這段時間他一直住在縣城,鎮上沒有能和他說到一起的人,頗有些無聊,便乾脆追來縣城了。
他原本正在自家酒樓里閒的托腮,聽說這事後立刻就過來了,這其中若是沒有問題,鬼都不信!
「二弟!」蔣亦疏急匆匆趕來,「如何?縣衙那邊怎麼說?我弟夫郎柔弱不能自理,不可能做那種事,官差們可有查到什麼?」
蕭寒錦端著水盆還未走進屋,他低聲:「蔣兄先去偏屋等我,待我將阿寧安撫好就去找你。」
「好好好,不急!」
江以寧躺在床上,雙手抱著蕭寒錦的枕頭,眼睛還紅紅的,到家後就後怕的一直哭,再等等怕是就要腫了。
蕭寒錦將冷布巾放到他眼睛上,聲線柔和的不像話。
「已經到家了,不怕了,往後若是再想出去就叫我,縱使一時沒時間,也不會一直沒功夫。」蕭寒錦說。
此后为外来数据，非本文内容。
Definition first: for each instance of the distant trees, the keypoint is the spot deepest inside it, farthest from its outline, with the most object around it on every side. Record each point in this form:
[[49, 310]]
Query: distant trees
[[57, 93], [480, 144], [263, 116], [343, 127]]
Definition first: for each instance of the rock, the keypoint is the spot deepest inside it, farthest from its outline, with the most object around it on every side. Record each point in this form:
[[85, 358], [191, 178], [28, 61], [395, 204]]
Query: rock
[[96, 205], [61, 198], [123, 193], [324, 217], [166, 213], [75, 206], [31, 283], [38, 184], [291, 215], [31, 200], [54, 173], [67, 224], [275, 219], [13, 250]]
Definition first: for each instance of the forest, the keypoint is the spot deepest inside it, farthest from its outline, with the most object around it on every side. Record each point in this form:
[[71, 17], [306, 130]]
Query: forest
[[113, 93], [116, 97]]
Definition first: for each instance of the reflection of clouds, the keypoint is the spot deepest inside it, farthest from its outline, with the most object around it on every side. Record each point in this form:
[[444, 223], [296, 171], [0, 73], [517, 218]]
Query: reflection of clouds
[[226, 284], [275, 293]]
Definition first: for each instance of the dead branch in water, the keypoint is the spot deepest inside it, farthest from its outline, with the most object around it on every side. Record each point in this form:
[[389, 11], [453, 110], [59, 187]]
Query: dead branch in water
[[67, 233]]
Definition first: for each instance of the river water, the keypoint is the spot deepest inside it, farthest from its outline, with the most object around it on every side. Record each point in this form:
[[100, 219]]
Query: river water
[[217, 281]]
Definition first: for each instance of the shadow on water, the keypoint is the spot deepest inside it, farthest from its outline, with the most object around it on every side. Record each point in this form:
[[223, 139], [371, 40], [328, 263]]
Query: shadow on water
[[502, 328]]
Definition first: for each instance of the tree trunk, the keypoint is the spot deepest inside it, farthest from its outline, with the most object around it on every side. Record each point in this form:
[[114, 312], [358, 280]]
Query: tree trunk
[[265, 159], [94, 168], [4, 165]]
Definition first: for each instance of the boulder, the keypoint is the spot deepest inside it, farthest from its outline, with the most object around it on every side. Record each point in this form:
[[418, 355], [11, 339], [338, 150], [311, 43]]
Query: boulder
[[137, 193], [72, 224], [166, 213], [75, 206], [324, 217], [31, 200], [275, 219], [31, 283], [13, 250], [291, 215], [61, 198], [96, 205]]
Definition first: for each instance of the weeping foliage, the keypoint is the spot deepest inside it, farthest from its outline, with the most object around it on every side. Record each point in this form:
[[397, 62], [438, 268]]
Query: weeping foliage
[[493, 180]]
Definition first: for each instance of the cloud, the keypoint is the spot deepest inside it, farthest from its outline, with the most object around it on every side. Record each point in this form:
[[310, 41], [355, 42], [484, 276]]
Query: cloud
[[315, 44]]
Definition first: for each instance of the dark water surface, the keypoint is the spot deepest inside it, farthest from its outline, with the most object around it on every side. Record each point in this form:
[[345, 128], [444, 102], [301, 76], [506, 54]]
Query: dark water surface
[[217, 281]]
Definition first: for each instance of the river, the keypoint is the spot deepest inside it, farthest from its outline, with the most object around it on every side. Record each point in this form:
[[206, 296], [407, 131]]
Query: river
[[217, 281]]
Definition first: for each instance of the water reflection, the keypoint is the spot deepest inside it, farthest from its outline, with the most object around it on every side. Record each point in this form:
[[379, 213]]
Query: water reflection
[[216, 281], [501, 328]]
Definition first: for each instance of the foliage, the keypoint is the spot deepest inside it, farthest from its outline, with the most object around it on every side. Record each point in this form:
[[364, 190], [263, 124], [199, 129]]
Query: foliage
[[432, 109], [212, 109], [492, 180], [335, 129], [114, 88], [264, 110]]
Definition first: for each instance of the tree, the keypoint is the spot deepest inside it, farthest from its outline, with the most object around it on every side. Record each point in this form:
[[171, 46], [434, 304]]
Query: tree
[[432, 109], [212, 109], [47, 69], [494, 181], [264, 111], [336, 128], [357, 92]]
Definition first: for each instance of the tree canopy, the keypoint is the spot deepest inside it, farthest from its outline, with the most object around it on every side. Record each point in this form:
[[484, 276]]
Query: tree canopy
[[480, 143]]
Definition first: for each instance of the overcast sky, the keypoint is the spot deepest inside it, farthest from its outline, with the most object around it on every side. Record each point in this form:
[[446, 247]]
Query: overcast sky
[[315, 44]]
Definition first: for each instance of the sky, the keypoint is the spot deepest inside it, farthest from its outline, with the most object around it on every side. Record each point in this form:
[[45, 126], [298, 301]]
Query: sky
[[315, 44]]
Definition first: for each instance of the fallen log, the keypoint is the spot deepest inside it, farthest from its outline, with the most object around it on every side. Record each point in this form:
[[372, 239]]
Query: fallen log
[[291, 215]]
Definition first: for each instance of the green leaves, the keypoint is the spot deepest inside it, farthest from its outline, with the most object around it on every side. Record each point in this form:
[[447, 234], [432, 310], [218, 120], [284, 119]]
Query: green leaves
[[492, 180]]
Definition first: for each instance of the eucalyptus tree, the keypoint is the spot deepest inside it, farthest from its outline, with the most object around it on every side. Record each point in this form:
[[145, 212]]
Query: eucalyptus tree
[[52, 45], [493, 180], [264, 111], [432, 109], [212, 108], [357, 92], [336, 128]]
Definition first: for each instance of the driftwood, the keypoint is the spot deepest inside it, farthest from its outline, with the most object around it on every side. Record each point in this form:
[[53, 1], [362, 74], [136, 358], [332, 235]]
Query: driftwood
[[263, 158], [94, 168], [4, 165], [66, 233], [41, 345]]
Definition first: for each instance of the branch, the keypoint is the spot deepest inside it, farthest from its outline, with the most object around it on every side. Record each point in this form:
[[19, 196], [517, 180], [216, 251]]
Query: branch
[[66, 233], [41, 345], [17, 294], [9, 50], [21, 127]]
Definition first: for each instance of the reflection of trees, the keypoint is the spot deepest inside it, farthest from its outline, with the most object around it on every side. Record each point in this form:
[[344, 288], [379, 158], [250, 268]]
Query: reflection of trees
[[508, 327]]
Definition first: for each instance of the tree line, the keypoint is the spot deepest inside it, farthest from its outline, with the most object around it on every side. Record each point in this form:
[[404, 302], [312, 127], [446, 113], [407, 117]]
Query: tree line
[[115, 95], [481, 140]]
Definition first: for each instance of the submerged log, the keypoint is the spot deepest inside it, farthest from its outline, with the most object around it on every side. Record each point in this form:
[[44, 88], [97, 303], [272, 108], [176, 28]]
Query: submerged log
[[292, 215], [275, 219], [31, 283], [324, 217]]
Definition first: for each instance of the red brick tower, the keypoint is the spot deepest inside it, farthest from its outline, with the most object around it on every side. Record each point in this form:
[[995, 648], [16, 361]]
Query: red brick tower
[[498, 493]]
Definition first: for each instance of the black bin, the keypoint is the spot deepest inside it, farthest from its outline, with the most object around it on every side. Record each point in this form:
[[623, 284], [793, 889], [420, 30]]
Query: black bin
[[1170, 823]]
「記得了。」小瞎子低低應著,雙手還不由自主的攥緊了枕頭。
蕭寒錦笑笑:「方才你說有奇怪的地方,是哪裡覺得不妥?」
「當時街尾那裡十分安靜,那假衙役還和別人有交談,小夏沒看清他的臉,但對方衣著很好,是有錢人。」他越說越篤定,「而且,我聞到了奇怪的味道!不是吃食點心的香味,也不是藥草香,更不是脂粉香氣……」
「我知道了,蔣兄知道你受驚,特意過來看看,但他此時不方便進來,我過去找他聊聊可好?」他輕聲詢問著伴侶的意見。
小瞎子連連應聲:「那你快去,別叫蔣東家等急了,我現在很困的,我馬上就能歪腦袋睡著,不用哄我!」
「我們江以寧真棒,那我先過去。」
「好!」
蕭寒錦臉上的笑意在出門後瞬間消失,什麼狗屁的誤會和巧合,分明就是有人在用這件事警告、威脅他罷了。
暗處的人能殺人拋屍在街道,有能力將街尾的人全都引走,可見其手段背景不一般!
對方能做到這般地步,無非是因為自己阻礙了對方,再稍微細思就知曉是開鋪子的事,他半月便能賺千兩,別人生意慘澹,自然會記恨他。
他能想到這些,蔣亦疏亦是能想到。
他不住冷笑:「陵陽縣的生意幾乎要被那些商戶壟斷,若非我背後有縣令和府城,他們只怕也要對我動手,不用想都知道是誰會做這種事!」
蕭寒錦先前也打聽過,但五大商戶,他也著實說不出一二三來,原本縣令大張旗鼓給他送東西,就是為了給別人看,沒想到還有人能假扮衙役。
「你別擔心,命案不是小事,縣令會仔細調查,且這事分明就是沖你而來,舅舅會格外特殊對待。」蔣亦疏安撫他,「從前你只想過平靜生活,一間鋪子也就妥帖,可你選擇來縣城,再往後就總要面對這些了。」
縣令終歸只在陵陽縣,若是蕭寒錦決定往府城發展,自然不能再靠縣令庇護,且府城雖是蔣亦疏的天下,但他本就是躲出來的,再回怕也是難,自然無暇顧及他太多。
若他自己沒有解決事情的本事,到何處都不好說。